The men behind the discovery of the yeast
The art of bread making has started even in ancient times and has now evolved into a huge industry. But the science of bread making didn’t develop until 1676 when Anton Van Leeuwenhoek developed the first microscope that studied yeast, which is the primary ingredient in bread making and can only be seen through a microscope.
Leeuwenhoek found out that the yeast consists of globules floating in a fluid. At first, he thought that they were merely the starchy particles of the grain from which the wort (liquid obtained from the brewing of whiskey and beer) was made.
In 1755, the Dictionary of the English Language by Samuel Johnson defined yeast as “the ferment put into a drink to make it work; and into bread to lighten and swell it.” It was not yet used in baking or bread making, and nobody believed that they were alive; they were seen as just organic chemical agents required for fermentation.
In 1859, French chemist, Louis Pasteur first discovered how yeast works, and our modern understanding of the fermentation came from his findings. It was Pasteur who initially demonstrated through his experiments that fermented beverages result from the action of living yeast transforming glucose into ethanol.
Other scientists and men doing researches in the brewing industry accepted the conclusions reached by Theodor Schwann and others, 20 years earlier, that yeast was a living organism.

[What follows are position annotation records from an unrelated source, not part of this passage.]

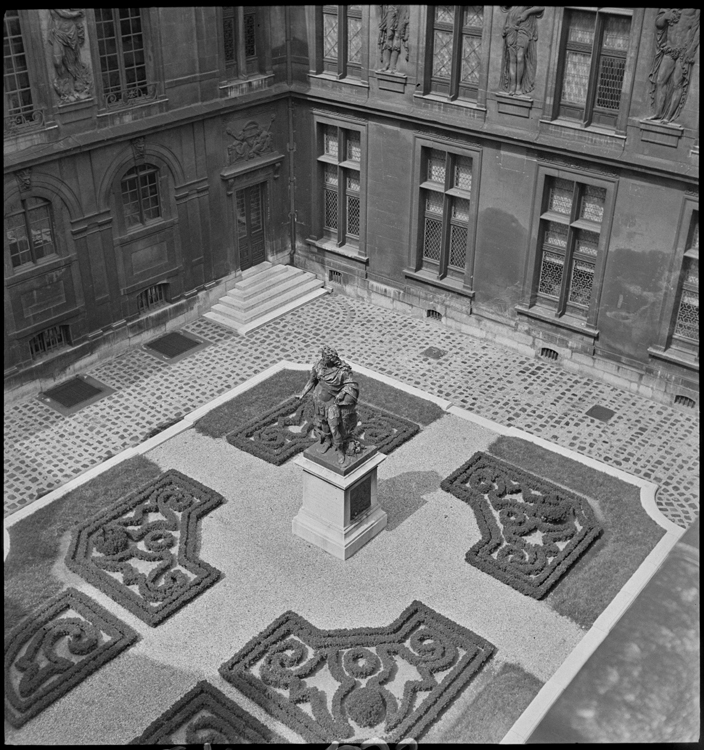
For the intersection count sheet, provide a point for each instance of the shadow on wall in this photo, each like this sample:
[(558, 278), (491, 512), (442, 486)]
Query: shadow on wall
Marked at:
[(400, 497)]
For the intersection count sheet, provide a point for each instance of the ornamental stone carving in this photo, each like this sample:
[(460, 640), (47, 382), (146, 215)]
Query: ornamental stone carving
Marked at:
[(24, 179), (252, 141), (676, 44), (139, 148), (520, 35), (393, 35), (72, 80)]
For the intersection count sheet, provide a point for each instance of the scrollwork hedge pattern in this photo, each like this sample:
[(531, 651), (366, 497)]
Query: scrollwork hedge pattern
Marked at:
[(532, 530)]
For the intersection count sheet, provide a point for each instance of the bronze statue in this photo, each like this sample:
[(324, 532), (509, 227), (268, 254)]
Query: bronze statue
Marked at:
[(335, 399), (520, 35), (676, 43)]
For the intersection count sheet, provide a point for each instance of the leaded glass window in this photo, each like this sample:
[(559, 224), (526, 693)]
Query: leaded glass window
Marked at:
[(570, 207), (457, 50), (29, 232), (140, 195), (446, 199), (122, 55), (340, 163), (593, 66)]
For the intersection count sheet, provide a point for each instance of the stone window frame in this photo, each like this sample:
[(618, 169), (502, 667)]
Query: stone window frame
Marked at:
[(557, 109), (540, 306), (27, 118), (668, 344), (148, 91), (24, 210), (442, 271), (247, 25), (454, 91), (340, 65), (338, 237)]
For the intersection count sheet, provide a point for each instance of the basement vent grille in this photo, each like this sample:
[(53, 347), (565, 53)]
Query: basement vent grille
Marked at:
[(175, 346), (685, 401)]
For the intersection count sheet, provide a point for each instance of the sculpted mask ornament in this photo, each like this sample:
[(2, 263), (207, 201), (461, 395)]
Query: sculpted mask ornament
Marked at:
[(676, 44), (252, 141), (335, 395), (72, 81)]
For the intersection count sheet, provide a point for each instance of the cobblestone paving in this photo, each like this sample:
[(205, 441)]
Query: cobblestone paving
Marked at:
[(44, 449)]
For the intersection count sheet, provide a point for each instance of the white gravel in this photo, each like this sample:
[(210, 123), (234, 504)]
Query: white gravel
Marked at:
[(267, 570)]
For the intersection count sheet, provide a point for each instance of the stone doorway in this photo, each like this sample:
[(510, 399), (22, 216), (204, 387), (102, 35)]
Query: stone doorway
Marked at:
[(250, 207)]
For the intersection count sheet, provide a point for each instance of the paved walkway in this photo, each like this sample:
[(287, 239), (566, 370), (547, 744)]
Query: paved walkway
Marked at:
[(44, 449)]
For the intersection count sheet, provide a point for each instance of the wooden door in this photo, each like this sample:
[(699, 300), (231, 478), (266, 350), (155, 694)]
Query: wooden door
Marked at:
[(250, 225)]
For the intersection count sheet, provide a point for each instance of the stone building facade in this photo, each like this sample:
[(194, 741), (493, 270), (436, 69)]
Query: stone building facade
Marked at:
[(529, 174)]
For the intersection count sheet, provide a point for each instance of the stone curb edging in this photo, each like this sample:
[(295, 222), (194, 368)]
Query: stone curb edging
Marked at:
[(552, 689)]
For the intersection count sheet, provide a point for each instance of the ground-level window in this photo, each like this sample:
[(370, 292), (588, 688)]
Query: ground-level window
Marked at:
[(340, 163), (569, 244), (445, 200)]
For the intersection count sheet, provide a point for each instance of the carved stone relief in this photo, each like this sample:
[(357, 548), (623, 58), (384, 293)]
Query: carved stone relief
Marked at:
[(24, 179), (251, 141), (676, 43), (72, 78), (393, 36), (520, 35)]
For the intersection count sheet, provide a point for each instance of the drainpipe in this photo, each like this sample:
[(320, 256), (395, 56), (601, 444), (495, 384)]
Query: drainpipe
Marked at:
[(291, 145)]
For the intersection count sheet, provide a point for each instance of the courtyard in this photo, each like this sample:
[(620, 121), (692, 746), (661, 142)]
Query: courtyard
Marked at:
[(485, 393)]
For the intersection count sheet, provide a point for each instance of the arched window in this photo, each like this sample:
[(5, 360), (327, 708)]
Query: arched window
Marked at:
[(140, 195), (29, 232)]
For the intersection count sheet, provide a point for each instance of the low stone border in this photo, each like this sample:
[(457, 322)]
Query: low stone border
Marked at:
[(358, 663), (206, 715), (31, 649), (108, 543), (492, 488)]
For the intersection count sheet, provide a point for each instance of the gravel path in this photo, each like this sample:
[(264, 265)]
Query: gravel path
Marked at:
[(267, 570)]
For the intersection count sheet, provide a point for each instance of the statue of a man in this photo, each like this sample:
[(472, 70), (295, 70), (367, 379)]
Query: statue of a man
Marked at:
[(335, 400), (520, 34), (393, 34), (676, 42)]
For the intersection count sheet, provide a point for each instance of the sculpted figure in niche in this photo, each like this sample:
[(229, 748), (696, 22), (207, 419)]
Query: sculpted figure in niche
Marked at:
[(335, 395), (393, 35), (67, 36), (520, 35), (676, 43)]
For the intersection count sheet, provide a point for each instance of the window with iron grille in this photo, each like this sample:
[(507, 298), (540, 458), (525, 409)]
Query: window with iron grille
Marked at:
[(239, 35), (592, 66), (687, 318), (140, 195), (570, 232), (123, 58), (49, 340), (340, 164), (19, 110), (152, 297), (29, 232), (342, 39), (456, 50), (446, 192)]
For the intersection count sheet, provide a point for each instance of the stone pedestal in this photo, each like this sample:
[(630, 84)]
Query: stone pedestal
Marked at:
[(340, 513)]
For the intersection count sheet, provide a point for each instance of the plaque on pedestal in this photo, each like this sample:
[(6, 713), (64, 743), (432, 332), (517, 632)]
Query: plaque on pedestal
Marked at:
[(340, 513)]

Accordingly, biologists began to take over the study of fermentation from chemists. However, there was still some confusion and controversy regarding yeast’s biological nature and its role in fermentation. Despite the results of many experiments, notably those of Schröder and von Dusch70, some most influential scientists believe that living microbes did not cause the fermentation and putrefaction.
However, Pasteur demonstrated that the microorganisms cause the conversion of sugar into alcohol from grape juice’ He also concluded that fermentation is a vital process. He defined it as respiration without air.
Fleischmann’s® Yeast was founded nine years after Pasteur’s discovery and led to the modern baking era’s birth.
The baking industry started In Egypt
Archeologists found grinding stones and baking chambers, as well as drawings of 4,000-year-old bakeries and breweries. Research also supports that ancient Egypt was the home of modern bread.
During this time, Bakers had used different grains to create a variety of flavors in their bread. Wheat made excellent loaves, and it was an abundant grain in Egypt.
Bakers began experimenting with using different ingredients such as honey, eggs, dates, seeds, and spices to make tastier bread. They were added to provide a welcome and delicious variety of choices. To make the bread appear artistic and as part of some rituals and festivals, they shape them like birds, fish, and cows.
Typically bread was purposely made for daily consumption and some special festivals, and rituals and the tradition continues with particular holiday animal-shaped bread.